Fatvat: October 2013

Wednesday, 30 October 2013

Not all names are created equal

I think everyone agrees that naming things is one of the hardest things you can do? Books like Clean Code devote whole chapters to naming. Names should convey meaning so that the next person reading the code has an easier job understanding what it does. After all, we read code far more than we write it. It's definitely OK to spend some time arguing about the right name. It's important.

So that's it. Names are important. Job done? Of course not! There's more to the story than that.

At Agile Cambridge 2013, I attended a session (Unpicking the Haystack) where the source code was only available from decompiled byte code (some sad story involving not using version control, not backing up and all the things that no-one ever does). Our task was to recover what the original program actually did. When we're looking at decompiled code almost all the naming information has gone. By the time you've gone source code to binary to source code you've lost variable names. Unsurprisingly, trying to decipher what the code does with local variables such as a1 to a999 is very hard.

With variable names gone, we have to look for other clues for programmer intent. So what else is there? Well, it certainly helps that public methods aren't lost. In this respect, method names are more important to get right than variable names. The naming is stickier. But something far more important gives us even more clues about this mystery code base.

Enter types. Decompilation reveals the names of public types. Names of types can show much more information than the variable name. For example, string s reveals little, whereas URL s reveals much more. If we're disciplined followers of domain-driven design then our types align with the problem we are solving. I'd say that types sit right at the top of the most-important-things-to-name-correctly hierarchy.

In this view of decompiled code, some names are more important than others. Parameter names and local variables are least important, whereas type names are the most important (with methods a close second).

Coming at names from decompiled source is certainly a weird way to do it, but this seems to fit with Bob Martin's definition of name length.

The length of a variable name should be proportional to its scope. The length of a function or class name is the inverse.
— Uncle Bob Martin (@unclebobmartin) February 20, 2011

I'd like to try to reinforce the view that types are by far the most important thing to get right.

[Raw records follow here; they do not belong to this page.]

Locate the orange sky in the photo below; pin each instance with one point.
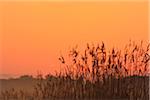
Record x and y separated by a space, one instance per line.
34 33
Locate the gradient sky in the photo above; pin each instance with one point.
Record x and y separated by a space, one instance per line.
34 34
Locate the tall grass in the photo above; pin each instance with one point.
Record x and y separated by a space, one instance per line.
98 74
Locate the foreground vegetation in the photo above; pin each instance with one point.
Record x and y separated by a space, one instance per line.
95 74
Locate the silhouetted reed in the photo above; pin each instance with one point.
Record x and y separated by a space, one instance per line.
98 74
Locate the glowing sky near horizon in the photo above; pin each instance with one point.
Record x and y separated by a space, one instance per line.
34 34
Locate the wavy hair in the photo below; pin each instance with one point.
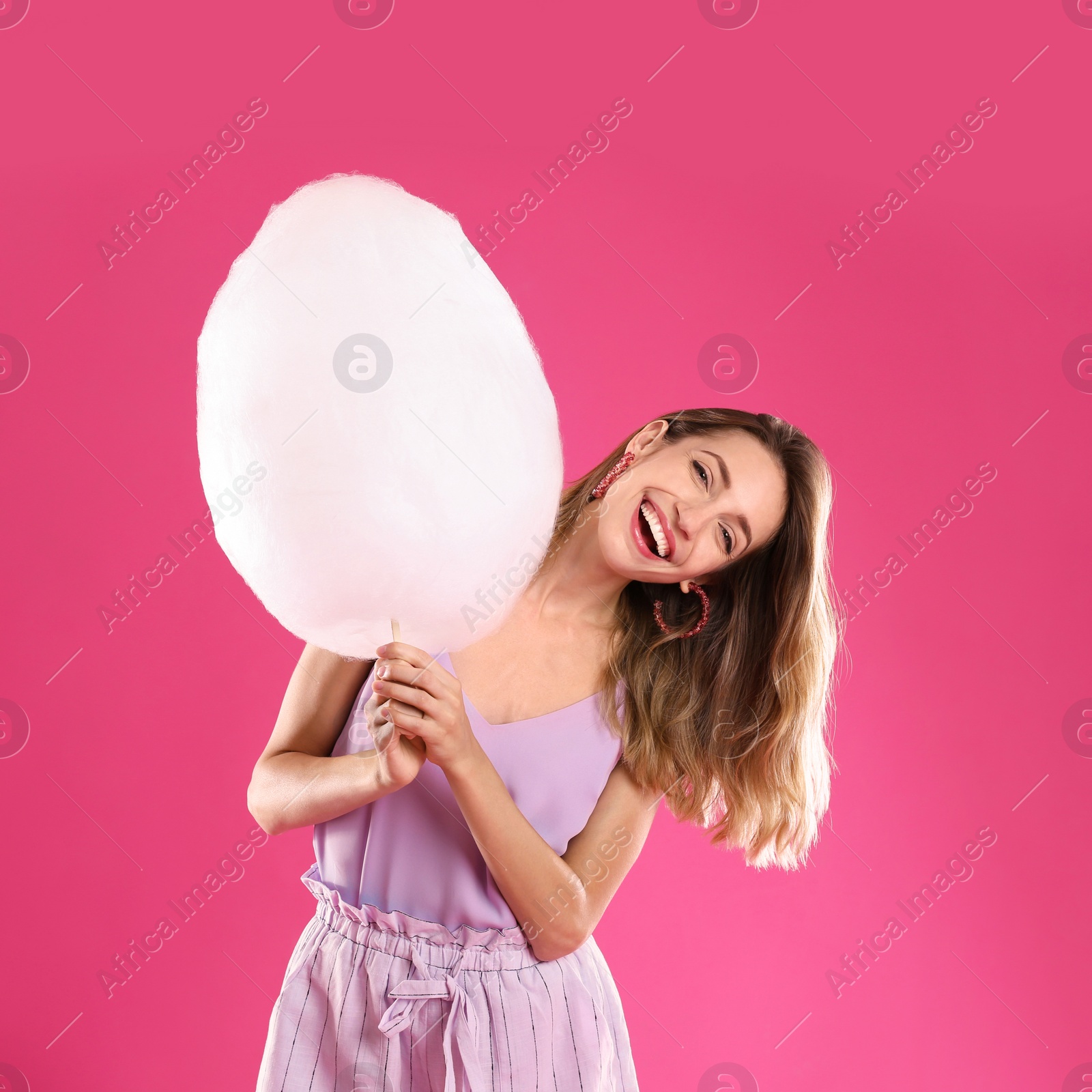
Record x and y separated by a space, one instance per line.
731 725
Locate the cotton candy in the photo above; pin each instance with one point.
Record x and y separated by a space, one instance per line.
373 382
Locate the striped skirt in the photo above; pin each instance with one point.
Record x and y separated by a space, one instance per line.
376 1002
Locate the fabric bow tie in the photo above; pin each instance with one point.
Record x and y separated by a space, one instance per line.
461 1026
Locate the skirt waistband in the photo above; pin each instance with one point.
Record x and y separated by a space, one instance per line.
413 938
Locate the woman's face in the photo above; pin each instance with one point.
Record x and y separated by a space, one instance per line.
689 508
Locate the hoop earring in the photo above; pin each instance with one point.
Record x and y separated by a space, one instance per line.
658 613
613 475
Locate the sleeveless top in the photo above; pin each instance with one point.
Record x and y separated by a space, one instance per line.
411 851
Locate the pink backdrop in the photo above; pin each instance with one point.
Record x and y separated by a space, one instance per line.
713 216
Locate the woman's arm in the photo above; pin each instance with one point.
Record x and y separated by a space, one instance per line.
296 784
558 900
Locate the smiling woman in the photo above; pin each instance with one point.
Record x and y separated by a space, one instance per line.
468 849
730 726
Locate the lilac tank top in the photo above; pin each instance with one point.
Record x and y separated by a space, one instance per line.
412 851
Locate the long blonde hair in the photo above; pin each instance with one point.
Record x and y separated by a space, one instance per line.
731 725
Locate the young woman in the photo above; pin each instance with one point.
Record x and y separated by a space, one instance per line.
475 813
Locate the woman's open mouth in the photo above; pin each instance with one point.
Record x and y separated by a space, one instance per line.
652 538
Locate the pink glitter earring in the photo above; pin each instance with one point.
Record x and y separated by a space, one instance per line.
613 475
658 612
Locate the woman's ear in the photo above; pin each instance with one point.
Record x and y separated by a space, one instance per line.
649 438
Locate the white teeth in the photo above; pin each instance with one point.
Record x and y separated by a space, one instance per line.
658 532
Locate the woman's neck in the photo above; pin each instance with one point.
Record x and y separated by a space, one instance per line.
576 582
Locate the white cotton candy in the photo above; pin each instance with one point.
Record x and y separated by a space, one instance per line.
365 358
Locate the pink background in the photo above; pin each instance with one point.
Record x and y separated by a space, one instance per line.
931 352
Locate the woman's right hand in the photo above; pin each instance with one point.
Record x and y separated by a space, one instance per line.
400 755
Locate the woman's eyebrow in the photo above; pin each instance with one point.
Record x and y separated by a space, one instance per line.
723 467
728 485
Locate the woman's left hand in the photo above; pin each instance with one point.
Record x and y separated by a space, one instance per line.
426 702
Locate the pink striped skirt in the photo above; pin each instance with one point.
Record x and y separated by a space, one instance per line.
375 1002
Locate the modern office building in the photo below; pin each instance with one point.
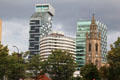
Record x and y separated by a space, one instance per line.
40 26
56 41
83 26
93 45
0 30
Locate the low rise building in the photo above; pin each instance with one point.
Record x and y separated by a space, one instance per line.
56 41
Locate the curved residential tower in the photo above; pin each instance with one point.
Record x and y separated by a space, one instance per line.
40 26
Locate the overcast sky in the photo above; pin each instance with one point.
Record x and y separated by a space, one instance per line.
16 14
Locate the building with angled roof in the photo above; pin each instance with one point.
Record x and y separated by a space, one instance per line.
83 26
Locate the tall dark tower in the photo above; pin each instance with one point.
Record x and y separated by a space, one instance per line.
93 45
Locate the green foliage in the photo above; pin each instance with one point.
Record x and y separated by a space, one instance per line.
60 65
90 72
11 66
35 65
77 78
16 67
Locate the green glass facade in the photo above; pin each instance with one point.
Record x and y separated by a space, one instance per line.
82 28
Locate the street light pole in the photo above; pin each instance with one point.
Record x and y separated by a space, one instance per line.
19 55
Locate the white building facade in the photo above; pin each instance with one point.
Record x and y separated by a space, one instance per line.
56 41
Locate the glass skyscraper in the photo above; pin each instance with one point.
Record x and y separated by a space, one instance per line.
40 26
83 27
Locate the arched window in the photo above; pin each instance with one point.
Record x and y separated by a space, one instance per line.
90 47
96 47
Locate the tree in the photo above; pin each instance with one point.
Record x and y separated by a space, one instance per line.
104 72
35 65
90 72
60 65
16 67
113 58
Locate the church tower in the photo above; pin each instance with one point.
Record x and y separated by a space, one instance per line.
93 45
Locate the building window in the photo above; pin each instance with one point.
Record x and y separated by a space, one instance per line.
96 47
90 47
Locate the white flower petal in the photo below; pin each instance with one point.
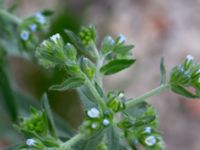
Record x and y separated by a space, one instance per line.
93 113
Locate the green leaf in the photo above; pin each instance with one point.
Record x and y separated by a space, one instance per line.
107 44
47 13
86 98
123 48
117 65
90 143
1 3
163 71
113 139
70 83
49 115
76 41
8 96
182 91
14 147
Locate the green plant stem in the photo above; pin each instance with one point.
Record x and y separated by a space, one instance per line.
95 93
153 92
68 145
9 16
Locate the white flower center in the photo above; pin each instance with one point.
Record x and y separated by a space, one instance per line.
189 57
150 140
40 18
94 126
30 142
147 130
106 122
55 37
122 38
24 35
33 27
93 113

Crisply named abstractions matter more than almost anything else. To explore this area, we'll look at a strongly-typed static language, Haskell, and explore just enough syntax to understand its types. But first...

What is a type? A type is a label that describes properties of all objects that are instances of this type. If you see string in C#, you know you are getting an immutable set of characters with certain methods available. If you see a AbstractSingletonFactoryVisitorBean then you know you've got problems. I'm kidding.

Anyway, back to sensible types. Types describe program behaviour. Don't believe me? Let's begin our detour into Haskell:



-- Whenever you see "::" replace it with "is of type"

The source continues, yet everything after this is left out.